The group, represented by Joseph Saveri Law Firm and Alioto Law form, filed an emergency application for a temporary injunction of the deal pending their appeal against the previous denial by the 9th Circuit Court of Appeals.
The application, addressed to Justice Elena Kagan on July 15, has been denied as seen in the Supreme Court’s docket.
If you’re not familiar with this specific lawsuit, the media has often improperly called it “Gamers’ Lawsuit” echoing its promoters’ claims.
It has been formally initiated by a handful of self-identified “consumers of video games” represented by the aforementioned law firms in an attempt to stop the merger claiming that it would harm competition, reduce consumer choice, raise prices, and so forth.
In the United States, legislation (Section 7 of the Clayton Antitrust Act) allows private citizens to sue in antitrust cases.
The plaintiffs sought to get a preliminary injunction to stop the merger before the lawsuit is judged on the merits, and it was denied in May by Federal Judge Jacqueline Scott Corley, who also ruled on a similar motion by the FTC. After that, plaintiffs appealed to the 9th Circuit and finally to the Supreme Court.
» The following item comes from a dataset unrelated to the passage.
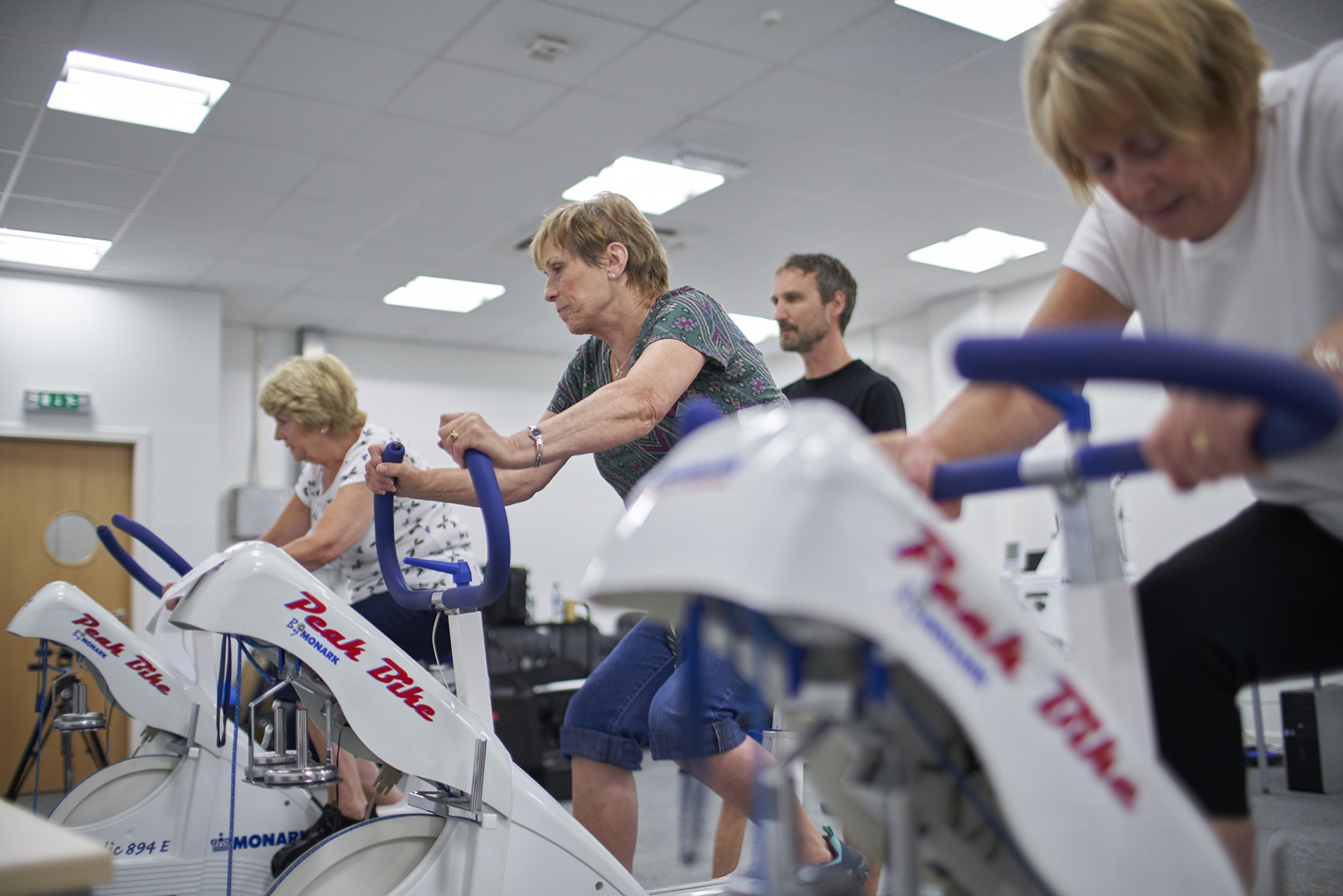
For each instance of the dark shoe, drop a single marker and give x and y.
(327, 824)
(841, 876)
All of these attempts have now been rejected.
It’s worth mentioning once more that, while the mainstream and enthusiast press has often defined this as the “Gamers’ Lawsuit,” we’re using the same definition here exclusively because it is familiar to the reader, and strictly between quotation marks.
It’s basically the usual class action instigated by law firms taking advantage of a few individuals in what’s essentially an antitrust version of ambulance chasing. We’re not implying in any shape or form that it represents gamers as a group.
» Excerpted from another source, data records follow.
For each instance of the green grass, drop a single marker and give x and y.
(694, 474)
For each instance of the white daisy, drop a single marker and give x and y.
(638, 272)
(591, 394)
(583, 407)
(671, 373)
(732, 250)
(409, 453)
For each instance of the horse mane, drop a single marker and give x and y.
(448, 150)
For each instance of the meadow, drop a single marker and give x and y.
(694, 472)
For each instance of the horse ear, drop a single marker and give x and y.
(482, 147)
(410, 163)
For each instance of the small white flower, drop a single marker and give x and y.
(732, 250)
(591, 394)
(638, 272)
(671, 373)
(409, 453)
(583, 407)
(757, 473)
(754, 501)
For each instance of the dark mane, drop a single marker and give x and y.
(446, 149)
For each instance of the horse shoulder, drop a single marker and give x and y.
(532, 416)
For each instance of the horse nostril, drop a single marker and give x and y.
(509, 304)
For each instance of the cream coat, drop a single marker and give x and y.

This comes after the American antitrust regulator FTC also failed in its last-ditch attempt to correct its defeat in court in the attempt to block the acquisition. While the regulator’s administrative process still hasn’t been called off, its chances to stop the acquisition before it consumes are basically zero.
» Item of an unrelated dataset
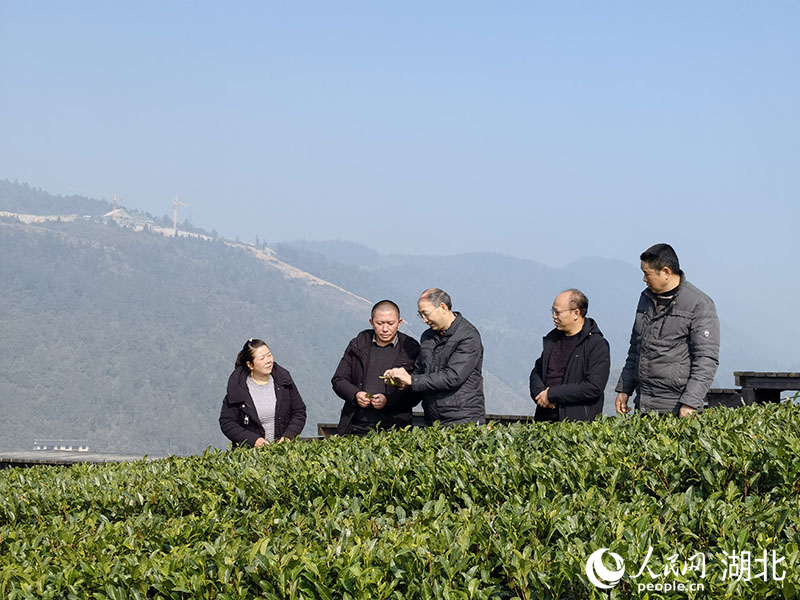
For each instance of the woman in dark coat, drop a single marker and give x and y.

In the UK, the CMA is now taking a much more diplomatic stance following its denial as Microsoft is presenting an amended version of the deal that should address the regulator’s concern.
Elsewhere, most regulators have ruled in favor of the acquisition, including recent decisions by the European Union, China, South Korea, South Africa, and Turkey, with a total of 40 countries clearing the acquisition.
New Zealand expressed doubts about the deal and Canada expressed its disapproval with a letter, but neither has formally moved to block the acquisition yet.